A professor of English at Yale, David Bromwich brings literary tools and imagination to read politicians through their rhetoric for a more acute understanding of their political character. His series of essays on Obama in the London Review of Books are fascinating for their range, clarity and style. Equally illuminating are his essays on broader aspects of American domestic politics and foreign policy, many of which appear in the New York Review of Books. Through a close reading of politicians’ words, Bromwich reveals nuances and motifs which are bound up with their political behavior. Bromwich has also tried to restore Edmund Burke, whom generations of neoconservatives have claimed as a patron saint, as a model conservative voice of scepticism about imperial adventures of the type the US is presently egnaged in in Iraq and Afghanistan. Bromwich’s moral probity and the elegance of his style make him the true heir to Tony Judt’s legacy.

8 thoughts on “PULSE’s Top 10 Global Thinkers of 2010”

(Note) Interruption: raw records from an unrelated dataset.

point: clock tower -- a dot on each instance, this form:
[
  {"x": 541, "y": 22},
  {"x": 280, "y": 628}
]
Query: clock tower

  1. I love Amira Hass and treasure her work and consider her not only far-and-away the best Israeli journalist but useful too because of the standard to which she holds the next generation of “radical” Israeli journalists. But, if you insist on ranking human beings’ life work—a kind of nasty enterprise to begin with—is she really one of 2010’s “top 10 global thinkers”? Is Gideon Levy, who is a searing writer but still hasn’t quite managed to think his way out of his Zionism, one of the “top 10 global thinkers”? Are Walt and Mearsheimer, boring defense intellectuals working with metaphysical ideological concepts, on the top 1000 “global thinkers”? Is Ralph Nader, a populist rabble-rousing attorney and politician but without a coherent ideological framework, really notable as a “thinker” rather than a doer? Finally, this list, like last year’s list, is notable for its emphasis on Israel-Palestine. That’s fine, especially if you think, as I think, that the Zionist entity is the keystone in the imperial arch in the Middle East, and any hope for liberation for the 300 million-or-so people living there depends on ripping apart the Special Relationship. But given house wisdom on this site where Israel is a kind of bizarre vector mis-directing a bumbling American giant, it’s a bit of an odder choice. Happy New Year.

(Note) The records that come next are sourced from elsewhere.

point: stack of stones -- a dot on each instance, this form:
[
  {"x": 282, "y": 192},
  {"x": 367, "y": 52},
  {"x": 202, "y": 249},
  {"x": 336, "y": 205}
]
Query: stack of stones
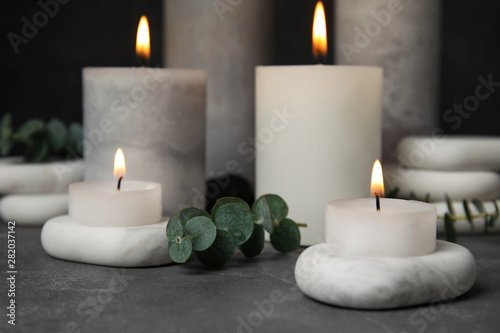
[
  {"x": 462, "y": 167},
  {"x": 32, "y": 193}
]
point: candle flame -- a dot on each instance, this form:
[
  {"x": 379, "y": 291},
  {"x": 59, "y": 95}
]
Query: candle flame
[
  {"x": 120, "y": 169},
  {"x": 377, "y": 185},
  {"x": 320, "y": 44},
  {"x": 142, "y": 48}
]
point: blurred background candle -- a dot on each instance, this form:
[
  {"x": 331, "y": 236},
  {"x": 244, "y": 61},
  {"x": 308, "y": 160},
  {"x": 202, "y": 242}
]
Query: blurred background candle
[
  {"x": 158, "y": 117},
  {"x": 318, "y": 131}
]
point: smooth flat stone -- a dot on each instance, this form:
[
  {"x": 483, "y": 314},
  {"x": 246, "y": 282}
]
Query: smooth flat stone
[
  {"x": 459, "y": 185},
  {"x": 450, "y": 153},
  {"x": 385, "y": 283},
  {"x": 17, "y": 177},
  {"x": 33, "y": 209},
  {"x": 463, "y": 226},
  {"x": 119, "y": 246}
]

  2. Excellent list. There are several others who should be honored by a separate mention for their courage in reporting and analyzing events that are distorted in the mainstream media. Pulse would be a good place to honor and publicize the honest work of these brave citizens of the world. Thank you for being a great source of information.

  3. Thanks for these ten. I did not know about David Bromwich and will seek him out. Belen Fernandez is a joy to read, so congratulations Pulse.